Big Data Anti-Patterns
Recent research by Gartner indicates that while Big Data investment continues to grow, the intent to invest in Big Data projects is finally showing signs of tapering. While this is a natural part of the hype-cycle, poor ROI on Big Data projects continues to impact the industry. Gartner sites the effective “lack of business leadership” around Big Data initiatives as a primary cause. We’ve kept a watchful eye on these Big Data trends to better serve our clients.
In a recent presentation, Marty Abbott addresses the struggles of getting Big Data Analytics right. There he identifed seven anti-patterns that hamper the proper implementation of Big Data initiatives and provided suggested remedies for each.
Anti-Pattern #1 — Assuming you know the answers.
By setting out to confirm a particular hypothesis, you end up building an analytics system hard-wired to answer a narrow set of questions. This lack of extensibility and blinds you from achieving deeper insights.
Gain greater insights by focusing on correlations without presumption and adopt an analytics process that follows continuous cycle induction, hypothesis, deduction, and data creation. (see hermeneutic cycle.)
Anti-Pattern #2 — No QA in analytics.
Big Data analytics systems are just as prone to bugs and defects as production systems, if not more so. All too often Analytics systems are designed for perfect execution.
Improve QA by building a pre-processing, cleaning stage in your data flow while retaining raw immutable data elsewhere. Maintain prior results and implement the ability to run analytics over your entire dataset to reverify results.
Anti-Pattern #3 — Using production Engineers to run your analytics.
Big Data involves different skills sets, different technologies, and, perhaps most importantly, a different mindset from production operations. Data scientists and analytics experts are explorers who theorize correlations, while production developers are operationalists, making pragmatic decisions to keep systems running.
Improve effectiveness by creating a separate team focused on implementing analytics architecture.
Anti-Pattern #4 — Using OLTP Datastore for Analytics
Using your transactional datastore for analytics will impact the performance of your operational systems. Furthermore, transactional and analytics data have different requirements for normalization and response time latency.
Separate analytics from transactional systems by using a separate Operational Datastore and ingesting data from your application in an asynchronous fashion.
Anti-Pattern #5 — Ignoring Performance Requirements
Performance matters. The longer you take to produce results the more out of date they become. Furthermore, no one can leverage results if they can’t quickly and easily access them.
Improve analytics performance using cluster computing technologies such as Apache’s Spark and Hadoop. Store frequently queried results in a Datamart for quick access.
Anti-Pattern #6 — OLTP is the only input to your Big Data system
If transactional data is the only input to your analytics you’re missing out on the much larger picture.

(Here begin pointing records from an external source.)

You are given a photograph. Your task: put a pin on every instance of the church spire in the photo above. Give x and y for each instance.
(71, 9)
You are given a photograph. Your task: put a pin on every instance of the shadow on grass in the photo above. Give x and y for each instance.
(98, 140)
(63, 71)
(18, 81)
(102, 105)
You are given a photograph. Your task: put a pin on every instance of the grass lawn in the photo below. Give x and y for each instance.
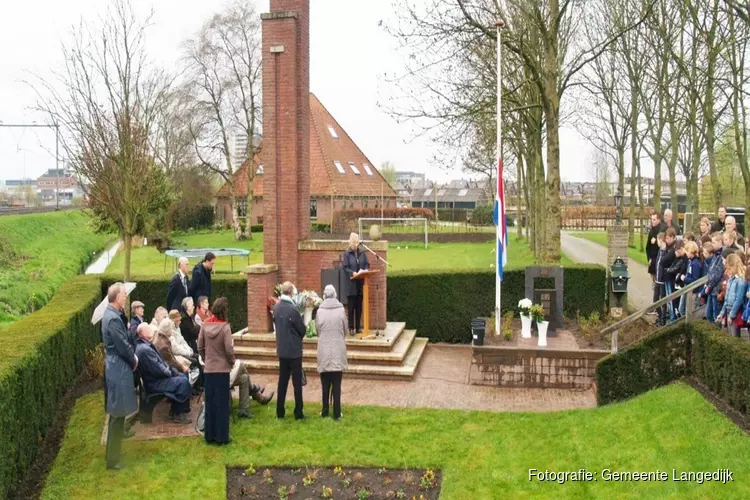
(38, 253)
(437, 256)
(482, 455)
(600, 237)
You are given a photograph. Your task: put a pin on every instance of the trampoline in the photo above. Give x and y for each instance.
(192, 253)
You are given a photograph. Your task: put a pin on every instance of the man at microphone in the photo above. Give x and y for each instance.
(355, 260)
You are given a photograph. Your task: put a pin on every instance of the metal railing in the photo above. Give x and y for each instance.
(690, 311)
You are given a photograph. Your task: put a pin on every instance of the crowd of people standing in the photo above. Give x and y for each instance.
(718, 252)
(187, 349)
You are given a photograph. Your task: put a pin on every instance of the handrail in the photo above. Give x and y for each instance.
(614, 329)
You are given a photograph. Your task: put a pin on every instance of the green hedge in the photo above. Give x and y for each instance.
(40, 357)
(718, 360)
(440, 305)
(722, 363)
(152, 291)
(653, 361)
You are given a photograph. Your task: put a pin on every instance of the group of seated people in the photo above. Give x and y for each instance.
(169, 363)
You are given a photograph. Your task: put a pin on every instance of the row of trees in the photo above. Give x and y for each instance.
(147, 140)
(663, 79)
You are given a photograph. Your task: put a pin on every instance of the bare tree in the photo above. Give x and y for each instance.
(106, 101)
(224, 69)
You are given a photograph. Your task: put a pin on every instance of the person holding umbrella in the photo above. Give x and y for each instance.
(120, 364)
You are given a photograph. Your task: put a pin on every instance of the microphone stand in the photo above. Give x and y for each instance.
(378, 257)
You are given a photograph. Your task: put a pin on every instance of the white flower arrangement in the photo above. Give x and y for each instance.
(524, 306)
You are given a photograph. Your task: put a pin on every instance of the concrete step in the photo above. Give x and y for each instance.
(384, 343)
(404, 372)
(355, 353)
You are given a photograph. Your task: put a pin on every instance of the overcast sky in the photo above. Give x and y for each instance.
(349, 55)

Customer interactions, social media scrapes, stock performance, Google analytics data, and transaction logs should be brought together to form a comprehensive picture.
Anti-Pattern #7 — Anyone can run their own Analytics
A well-built analytics system can become the victim of it’s own success. As it becomes more popular among stakeholders, overall performance may tank.
To preserve performance, move aggregated data out of analytics processing into OLAP/Datamarts and create a chargeback system allocating resources to users/departments.